Integrative Molecular and Biomedical Science Graduate Program, Baylor College of Medicine, Houston, TX 77030, USA.
Mol Ther Methods Clin Dev. 2018 Feb 2;9:70-80. doi: 10.1016/j.omtm.2018.01.009. eCollection 2018 Jun 15.
Glioblastoma is the most aggressive primary brain tumor in humans and is virtually incurable with conventional therapies. Chimeric antigen receptor (CAR) T cell therapy targeting the glioblastoma antigen EphA2 is an attractive approach to improve outcomes because EphA2 is expressed highly in glioblastoma but only at low levels in normal brain tissue. Building upon our previous findings in this area, we generated and evaluated a panel of EphA2-specific CARs. We demonstrate here that T cells expressing CD28.ζ and 41BB.ζ CARs with short spacers had similar effector function, resulting in potent antitumor activity. In addition, incorporating the 41BB signaling domain into CD28.ζ CARs did not improve CAR T cell function. While we could not determine functional differences between CD28.ζ, 41BB.ζ, and CD28.41BB.ζ CAR T cells, we selected CD28.ζ CAR T cells for further clinical development based on safety consideration.

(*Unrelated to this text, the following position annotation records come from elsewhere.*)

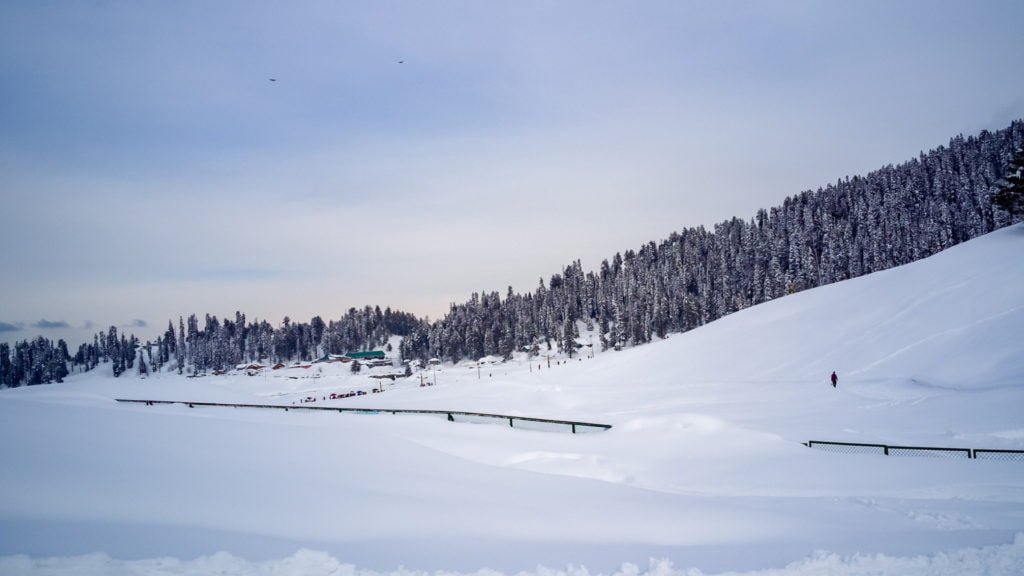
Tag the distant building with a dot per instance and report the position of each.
(373, 355)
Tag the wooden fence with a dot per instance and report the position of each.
(523, 422)
(924, 451)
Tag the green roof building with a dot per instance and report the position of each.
(373, 355)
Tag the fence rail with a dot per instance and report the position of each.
(523, 422)
(920, 451)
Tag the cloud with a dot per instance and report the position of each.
(50, 325)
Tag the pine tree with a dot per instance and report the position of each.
(142, 371)
(1010, 197)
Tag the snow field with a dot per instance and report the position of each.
(704, 467)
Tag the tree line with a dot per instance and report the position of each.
(857, 225)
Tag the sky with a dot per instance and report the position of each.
(302, 158)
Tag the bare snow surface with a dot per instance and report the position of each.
(702, 472)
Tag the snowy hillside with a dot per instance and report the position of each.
(704, 467)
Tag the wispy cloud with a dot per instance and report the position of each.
(50, 324)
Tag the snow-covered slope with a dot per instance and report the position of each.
(704, 466)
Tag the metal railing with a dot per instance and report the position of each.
(919, 451)
(523, 422)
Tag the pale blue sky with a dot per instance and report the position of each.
(150, 168)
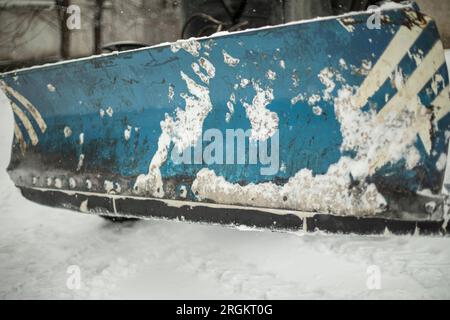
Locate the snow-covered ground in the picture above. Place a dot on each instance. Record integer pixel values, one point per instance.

胶质母细胞瘤是人类最具侵袭性的原发性脑肿瘤,传统疗法几乎无法治愈。靶向胶质母细胞瘤抗原EphA2的嵌合抗原受体(CAR)T细胞疗法是一种改善治疗结果的有吸引力的方法,因为EphA2在胶质母细胞瘤中高表达,但在正常脑组织中仅低水平表达。基于我们此前在该领域的研究结果,我们构建并评估了一组EphA2特异性CAR。我们在此证明,表达带有短间隔区的CD28.ζ和41BB.ζ CAR的T细胞具有相似的效应功能,从而产生强大的抗肿瘤活性。此外,将41BB信号域整合到CD28.ζ CAR中并未改善CAR T细胞功能。虽然我们无法确定CD28.ζ、41BB.ζ和CD28.41BB.ζ CAR T细胞之间的功能差异,但出于安全性考虑,我们选择了CD28.ζ CAR T细胞进行进一步的临床开发。